If some path had been copied:

{"base": "trunk", "base_rev": 15, "paths": {
   "Makefile": {
     "action": "M",
     "base_rev": 16
   },
   "testing/testcommon.py": {
     "action": "M",
     "snap_rev": 18
   },
   "copy-example": {
     "action": "M",
     "copyfrom_path": "/trunk/foo",
     "copyfrom_rev": 14
   }
 }
}

Commands

checkout (co)

Resolve short "URLs" (e.g. //tools) to real URLs based on project settings and run svn checkout to create a working copy.

Future plans: Take an option specifying a "sparse checkout spec" specifying exactly what to check out, rather than checking out the whole tree.

g4 analog: client + sync

diff (di)

Display the differences for locally modified paths.

g4 analog: diff

change (ch)

Add paths to or remove paths from a changebranch, or delete a changebranch entirely.

g4 analog: change

changes

List local changebranches.

g4 analog: none?

opened

List locally modified files, grouped by changebranch.

g4 analog: opened

mail

Mail a changebranch review request.

g4 analog: mail

review

Show the change description and diffs for a change.

g4 analog: describe

snapshot

Update a changebranch in the repository.

g4 analog: none

approve (ack)

Mark a changebranch approved, reviewed.

Future plans: At the moment, approved == reviewed, but we will probably change that. The big difference between the two under g4 is that you can submit without a 'looks good' (though you get nag mail) but not without an approval.

g4 analog: approve

submit

Submit the changes from a changebranch and remove the changebranch.

Future plans:

Since changebranches are like the private branches provided by distributed systems like svk and Mercurial, it is likely that users will want to snapshot frequently, with snapshot log messages describing the change being snapshotted, rather than growing a single change description with each snapshot. To facilitate this, submit will have an option to run the user's editor on a form with gvn log of all snapshots loaded, for easy massaging into the final change dscription.

If the user has set the per-project run-presubmit option, this will run gvn presubmit . This is the only option which must be in the user project file; users themselves must make the decision to allow other committers to run arbitrary code on their systems. If an organization wants to make this decision for users, it can hack this check out internally.

g4 analog: submit

update (up)

Run svn udpate to update the working copy.

g4 analog: sync

rdiff (rdi)

g4 analog: diff2

describe (desc)

g4 analog: describe -s

log

Show the history of changes of a path, or a changebranch.

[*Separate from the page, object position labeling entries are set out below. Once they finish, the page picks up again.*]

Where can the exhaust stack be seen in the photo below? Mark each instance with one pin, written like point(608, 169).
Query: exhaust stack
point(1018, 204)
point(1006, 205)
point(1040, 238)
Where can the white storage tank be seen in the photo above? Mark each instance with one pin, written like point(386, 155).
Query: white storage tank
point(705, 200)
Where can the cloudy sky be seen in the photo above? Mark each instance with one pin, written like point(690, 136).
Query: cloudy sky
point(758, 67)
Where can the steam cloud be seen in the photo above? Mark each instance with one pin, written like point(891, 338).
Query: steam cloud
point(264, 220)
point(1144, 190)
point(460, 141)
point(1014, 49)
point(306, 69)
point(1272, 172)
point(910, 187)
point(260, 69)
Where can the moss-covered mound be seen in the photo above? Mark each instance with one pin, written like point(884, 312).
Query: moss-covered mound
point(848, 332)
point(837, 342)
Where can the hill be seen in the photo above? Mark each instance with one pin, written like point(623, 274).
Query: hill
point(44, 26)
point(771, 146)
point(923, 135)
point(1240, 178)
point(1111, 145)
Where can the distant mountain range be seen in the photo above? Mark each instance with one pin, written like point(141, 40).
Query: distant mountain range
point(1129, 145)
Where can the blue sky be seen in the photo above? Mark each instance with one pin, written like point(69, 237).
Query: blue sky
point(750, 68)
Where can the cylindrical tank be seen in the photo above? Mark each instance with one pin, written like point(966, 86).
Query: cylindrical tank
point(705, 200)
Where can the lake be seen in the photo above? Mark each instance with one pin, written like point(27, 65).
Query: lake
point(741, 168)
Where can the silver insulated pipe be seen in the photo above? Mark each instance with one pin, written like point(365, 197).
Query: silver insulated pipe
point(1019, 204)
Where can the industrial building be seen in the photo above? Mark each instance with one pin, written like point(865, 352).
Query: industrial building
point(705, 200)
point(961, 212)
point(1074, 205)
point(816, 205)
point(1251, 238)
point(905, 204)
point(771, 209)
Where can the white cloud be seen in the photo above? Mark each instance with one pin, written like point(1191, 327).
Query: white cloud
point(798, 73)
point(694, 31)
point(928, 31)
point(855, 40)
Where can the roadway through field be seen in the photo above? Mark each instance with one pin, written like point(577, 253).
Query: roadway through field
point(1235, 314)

Future plans: Will show gvn review status properties for each change.

g4 analog: changes

import

Run svn import.

Future plans: replace svn-vendor:

import [local-path] //third-party/subversion [tags]

Import local-path (defaults to .) to //third-party/subversion/import (creating directories as needed). local-path is distinguished from repo path because it can start with at most 1 / and the path after that must start with 2. If tags are listed, copy the new import tree to those tags. Tags starting with any number of / except 0 or 2 is an error. 0 means it's treated as a path relative to //third-party/subversion, 2 means it's treated as an absolute path. The tag path will be Replaced if it exists.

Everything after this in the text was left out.